Within walking distance in a community of just a few thousand were 10 grocery stores, five doctors, four dry goods stores, three clothing shops, three pharmacies, two bakeries, a pair of hotels, two jewelry stores, a furniture outlet and a theater.

But Eastman is neither a developer selling dreams by the acre, nor a city planner with an eye on tomorrow. He is an expert on the history of Springvale, part of the town of Sanford, describing the mill town at its height in the early 20th century. If regional planners get their way, Eastman’s historic rendition could be a template for growth in the coming generation.
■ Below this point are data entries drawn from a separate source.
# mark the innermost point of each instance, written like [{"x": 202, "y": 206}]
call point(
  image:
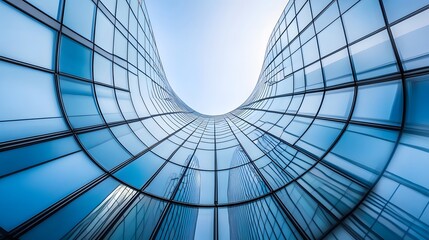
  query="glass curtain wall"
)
[{"x": 332, "y": 143}]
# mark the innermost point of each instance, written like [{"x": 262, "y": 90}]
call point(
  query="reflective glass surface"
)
[{"x": 333, "y": 142}]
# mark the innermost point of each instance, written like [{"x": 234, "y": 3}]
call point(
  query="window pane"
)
[
  {"x": 104, "y": 148},
  {"x": 373, "y": 56},
  {"x": 411, "y": 40},
  {"x": 75, "y": 59},
  {"x": 79, "y": 103},
  {"x": 104, "y": 32},
  {"x": 327, "y": 43},
  {"x": 380, "y": 103},
  {"x": 79, "y": 16},
  {"x": 29, "y": 103},
  {"x": 358, "y": 26},
  {"x": 337, "y": 68},
  {"x": 21, "y": 33}
]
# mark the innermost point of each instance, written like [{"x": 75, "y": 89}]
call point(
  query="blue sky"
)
[{"x": 212, "y": 50}]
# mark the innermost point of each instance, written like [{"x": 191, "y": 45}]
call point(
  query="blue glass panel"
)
[
  {"x": 304, "y": 17},
  {"x": 122, "y": 12},
  {"x": 107, "y": 102},
  {"x": 328, "y": 44},
  {"x": 380, "y": 103},
  {"x": 28, "y": 103},
  {"x": 104, "y": 148},
  {"x": 140, "y": 170},
  {"x": 104, "y": 32},
  {"x": 166, "y": 180},
  {"x": 337, "y": 103},
  {"x": 70, "y": 215},
  {"x": 120, "y": 44},
  {"x": 21, "y": 33},
  {"x": 79, "y": 16},
  {"x": 25, "y": 157},
  {"x": 313, "y": 76},
  {"x": 125, "y": 104},
  {"x": 337, "y": 69},
  {"x": 357, "y": 26},
  {"x": 103, "y": 72},
  {"x": 121, "y": 76},
  {"x": 128, "y": 139},
  {"x": 318, "y": 5},
  {"x": 48, "y": 7},
  {"x": 365, "y": 162},
  {"x": 311, "y": 103},
  {"x": 75, "y": 59},
  {"x": 373, "y": 56},
  {"x": 205, "y": 223},
  {"x": 400, "y": 8},
  {"x": 110, "y": 5},
  {"x": 79, "y": 103},
  {"x": 320, "y": 136},
  {"x": 328, "y": 16},
  {"x": 310, "y": 52},
  {"x": 44, "y": 185},
  {"x": 417, "y": 103},
  {"x": 410, "y": 38}
]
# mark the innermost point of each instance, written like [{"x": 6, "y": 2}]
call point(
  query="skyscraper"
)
[{"x": 332, "y": 143}]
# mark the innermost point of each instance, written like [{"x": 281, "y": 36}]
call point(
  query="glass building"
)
[{"x": 332, "y": 143}]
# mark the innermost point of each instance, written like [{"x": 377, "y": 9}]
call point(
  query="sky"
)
[{"x": 212, "y": 50}]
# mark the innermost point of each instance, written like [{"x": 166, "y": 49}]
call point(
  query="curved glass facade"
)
[{"x": 332, "y": 143}]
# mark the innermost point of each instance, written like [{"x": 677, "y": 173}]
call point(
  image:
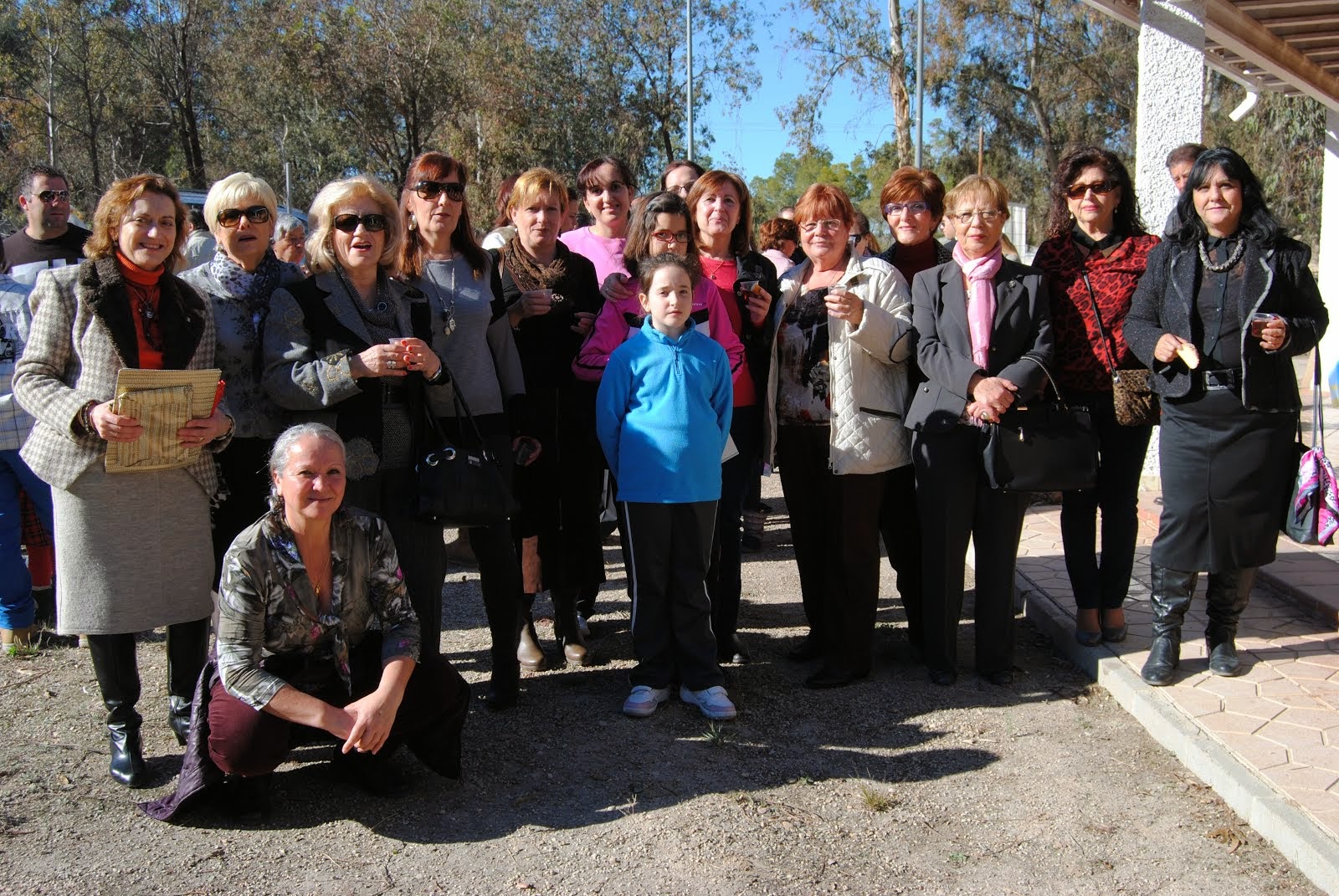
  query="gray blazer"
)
[
  {"x": 1276, "y": 281},
  {"x": 82, "y": 335},
  {"x": 239, "y": 352},
  {"x": 943, "y": 342}
]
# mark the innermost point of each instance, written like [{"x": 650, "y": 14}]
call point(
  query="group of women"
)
[{"x": 867, "y": 381}]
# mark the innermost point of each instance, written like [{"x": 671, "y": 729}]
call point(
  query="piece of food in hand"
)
[{"x": 1188, "y": 354}]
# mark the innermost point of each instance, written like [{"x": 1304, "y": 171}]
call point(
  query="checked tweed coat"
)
[
  {"x": 82, "y": 336},
  {"x": 133, "y": 550}
]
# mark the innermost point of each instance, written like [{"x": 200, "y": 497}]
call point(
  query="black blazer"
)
[
  {"x": 1276, "y": 281},
  {"x": 943, "y": 342}
]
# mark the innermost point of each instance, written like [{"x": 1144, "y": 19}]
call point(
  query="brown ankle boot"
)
[
  {"x": 13, "y": 637},
  {"x": 528, "y": 651}
]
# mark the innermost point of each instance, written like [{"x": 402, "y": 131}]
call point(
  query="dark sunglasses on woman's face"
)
[
  {"x": 372, "y": 223},
  {"x": 433, "y": 189},
  {"x": 232, "y": 218},
  {"x": 1101, "y": 187}
]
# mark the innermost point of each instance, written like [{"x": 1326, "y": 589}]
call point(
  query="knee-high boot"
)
[
  {"x": 1229, "y": 593},
  {"x": 118, "y": 679},
  {"x": 566, "y": 627},
  {"x": 1172, "y": 592},
  {"x": 187, "y": 644},
  {"x": 528, "y": 651}
]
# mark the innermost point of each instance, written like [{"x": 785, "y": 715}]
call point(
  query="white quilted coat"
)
[{"x": 868, "y": 369}]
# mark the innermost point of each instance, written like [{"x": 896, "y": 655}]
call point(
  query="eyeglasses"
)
[
  {"x": 827, "y": 224},
  {"x": 232, "y": 218},
  {"x": 433, "y": 189},
  {"x": 1100, "y": 187},
  {"x": 671, "y": 238},
  {"x": 372, "y": 223},
  {"x": 988, "y": 216},
  {"x": 910, "y": 207}
]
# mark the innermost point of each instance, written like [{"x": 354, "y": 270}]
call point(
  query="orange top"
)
[{"x": 142, "y": 292}]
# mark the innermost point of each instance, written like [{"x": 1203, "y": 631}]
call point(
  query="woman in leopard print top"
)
[{"x": 1093, "y": 258}]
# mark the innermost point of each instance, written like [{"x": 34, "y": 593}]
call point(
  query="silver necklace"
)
[
  {"x": 448, "y": 307},
  {"x": 1227, "y": 265}
]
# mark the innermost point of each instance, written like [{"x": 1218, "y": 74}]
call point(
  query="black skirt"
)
[{"x": 1225, "y": 479}]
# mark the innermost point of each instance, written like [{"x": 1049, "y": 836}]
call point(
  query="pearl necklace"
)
[{"x": 1227, "y": 265}]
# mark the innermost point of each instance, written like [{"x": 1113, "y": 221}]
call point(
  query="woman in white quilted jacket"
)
[{"x": 836, "y": 392}]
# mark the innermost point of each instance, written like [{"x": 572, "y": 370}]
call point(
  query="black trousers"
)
[
  {"x": 500, "y": 568},
  {"x": 957, "y": 503},
  {"x": 418, "y": 545},
  {"x": 899, "y": 523},
  {"x": 671, "y": 612},
  {"x": 245, "y": 469},
  {"x": 725, "y": 575},
  {"x": 834, "y": 523},
  {"x": 1121, "y": 449}
]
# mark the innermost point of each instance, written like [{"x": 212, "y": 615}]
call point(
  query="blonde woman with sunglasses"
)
[
  {"x": 351, "y": 347},
  {"x": 239, "y": 281}
]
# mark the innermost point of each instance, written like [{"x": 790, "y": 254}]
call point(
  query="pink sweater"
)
[{"x": 619, "y": 320}]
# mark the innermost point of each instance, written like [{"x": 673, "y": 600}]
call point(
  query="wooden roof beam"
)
[{"x": 1243, "y": 35}]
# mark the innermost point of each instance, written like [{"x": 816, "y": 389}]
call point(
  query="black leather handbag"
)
[
  {"x": 1044, "y": 446},
  {"x": 459, "y": 486}
]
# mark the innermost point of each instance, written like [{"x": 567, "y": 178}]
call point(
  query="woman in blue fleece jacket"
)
[{"x": 663, "y": 419}]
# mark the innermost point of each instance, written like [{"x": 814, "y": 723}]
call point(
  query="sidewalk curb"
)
[{"x": 1285, "y": 825}]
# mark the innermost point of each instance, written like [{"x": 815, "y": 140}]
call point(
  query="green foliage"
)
[{"x": 198, "y": 89}]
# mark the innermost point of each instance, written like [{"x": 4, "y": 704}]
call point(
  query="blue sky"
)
[{"x": 750, "y": 138}]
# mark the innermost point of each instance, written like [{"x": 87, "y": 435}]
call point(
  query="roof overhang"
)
[{"x": 1280, "y": 46}]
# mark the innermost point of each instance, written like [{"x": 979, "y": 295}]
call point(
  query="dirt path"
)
[{"x": 890, "y": 786}]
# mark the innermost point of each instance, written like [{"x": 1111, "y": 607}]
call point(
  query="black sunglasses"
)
[
  {"x": 232, "y": 218},
  {"x": 372, "y": 223},
  {"x": 433, "y": 189},
  {"x": 1101, "y": 187}
]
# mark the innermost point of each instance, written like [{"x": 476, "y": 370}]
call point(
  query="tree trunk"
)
[{"x": 897, "y": 84}]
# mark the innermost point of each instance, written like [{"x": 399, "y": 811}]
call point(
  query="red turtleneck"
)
[{"x": 142, "y": 292}]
“The downtown was terribly important in a time when transportation was limited,” said Eastman, 83, long retired from the diplomatic service. “There were no big-box stores you could drive to. It’s (the) ease of transportation and the development of commercial enterprises that have changed the face of America.”

From Fort Kent to Wells, town officials and planning groups are attempting to reinvigorate, preserve, and in some cases create downtown centers like the one Eastman describes. After 60 years of witnessing the spread of ubiquitous large-lot home developments, commercial strips and stores flanked by acres of parking lots, and the traffic-choked byways that connect them, towns are now looking inward for ways to distinguish their identities.

“That’s called ‘Anywhere USA,’ ” said Nancy Smith, executive director of GrowSmart Maine, a nonprofit that helps local towns reshape future development. While the modern strips serve a market demand, she said, “you’ve lost what makes a community unique.”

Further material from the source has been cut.